Discussion in 'Primary' started by minx_2001, Jun 12, 2015.

  1. minx_2001

    minx_2001 New commenter

    I have a little boy in school who is witnessing lots of inappropriate things at home.

    I am after any interventions people have used - or are currently using - to help children open up and talk more (as opposed to just having a good chat with him about things that are worrying him) therefore he can process what is going on and doesn't have everything bottled up and can possibly make sense of it.

  2. Nikkibell811

    Nikkibell811 New commenter

    This problem sounds more therapeutic than educational so just be careful, but here is something we used in school that was given to us by a therapist. "House, Person, Tree" - you ask the child to draw a house, a person and a tree on a piece of paper.

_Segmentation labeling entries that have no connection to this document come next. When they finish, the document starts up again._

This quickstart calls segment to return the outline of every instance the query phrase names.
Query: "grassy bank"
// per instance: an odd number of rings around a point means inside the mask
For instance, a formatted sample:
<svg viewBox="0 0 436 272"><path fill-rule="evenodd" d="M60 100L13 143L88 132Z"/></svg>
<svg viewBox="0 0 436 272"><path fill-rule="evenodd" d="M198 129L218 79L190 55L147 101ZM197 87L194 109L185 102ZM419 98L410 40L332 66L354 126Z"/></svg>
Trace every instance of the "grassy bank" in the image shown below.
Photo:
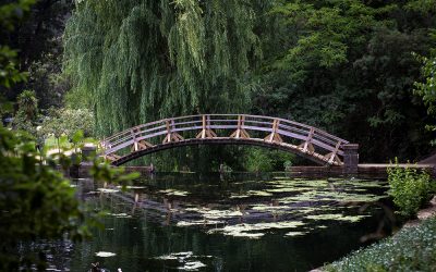
<svg viewBox="0 0 436 272"><path fill-rule="evenodd" d="M436 218L323 268L324 271L436 271Z"/></svg>

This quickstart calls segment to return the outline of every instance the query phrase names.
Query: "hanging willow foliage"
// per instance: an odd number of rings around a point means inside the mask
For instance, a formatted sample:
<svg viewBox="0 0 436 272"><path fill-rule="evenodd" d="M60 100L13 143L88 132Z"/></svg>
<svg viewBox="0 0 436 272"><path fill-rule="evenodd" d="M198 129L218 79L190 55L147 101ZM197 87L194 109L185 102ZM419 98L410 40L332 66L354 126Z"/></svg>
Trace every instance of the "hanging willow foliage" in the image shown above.
<svg viewBox="0 0 436 272"><path fill-rule="evenodd" d="M266 1L268 2L268 1ZM65 73L94 108L96 133L192 113L238 112L262 0L84 0L64 34Z"/></svg>

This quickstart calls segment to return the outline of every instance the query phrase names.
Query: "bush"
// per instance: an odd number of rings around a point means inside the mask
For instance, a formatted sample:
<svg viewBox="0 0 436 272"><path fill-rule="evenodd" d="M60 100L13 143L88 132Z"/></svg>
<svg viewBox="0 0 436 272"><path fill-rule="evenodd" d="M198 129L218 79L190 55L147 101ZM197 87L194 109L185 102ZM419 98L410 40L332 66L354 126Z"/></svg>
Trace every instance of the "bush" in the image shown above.
<svg viewBox="0 0 436 272"><path fill-rule="evenodd" d="M323 271L436 271L436 218L328 264Z"/></svg>
<svg viewBox="0 0 436 272"><path fill-rule="evenodd" d="M389 168L388 194L399 208L398 213L407 218L414 217L417 210L431 199L433 189L431 176L422 170L413 168Z"/></svg>

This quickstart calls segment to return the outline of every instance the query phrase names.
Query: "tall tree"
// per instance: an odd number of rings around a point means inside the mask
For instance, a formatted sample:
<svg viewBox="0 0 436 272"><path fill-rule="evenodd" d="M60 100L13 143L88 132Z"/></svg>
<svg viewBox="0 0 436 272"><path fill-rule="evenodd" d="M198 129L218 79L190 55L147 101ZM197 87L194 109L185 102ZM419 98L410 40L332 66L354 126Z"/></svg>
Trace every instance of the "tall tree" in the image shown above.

It provides the basis for all sorts of discussion as they are drawing and you may be quite surprised by some of the things that come up. For example - where do they put the person? Inside or outside? Who is it? Does the house have a door? If not, ask why not? What does the tree look like? Full leaf? Dead? Just a gentle discussion one to one while he draws may allow him to talk whilst focusing on something else.

    Also look through the child protection stuff. We had guidelines and activities in school for children who witnessed domestic violence for example.
  3. smallschool

    smallschool New commenter

    We have a TA trained to use 'Drawing and Talking' therapy which has helped our military children with long term absence of a parent, a child whose parent died and a child whose sibling was in hospital after a car accident. She has a number of picture starting points and then uses it as a basis for open questions. I would be wary of doing this with out the training though as I have been surprised by some of the things that the TA has said, that she has picked up on. They would not have been a laymans thoughts.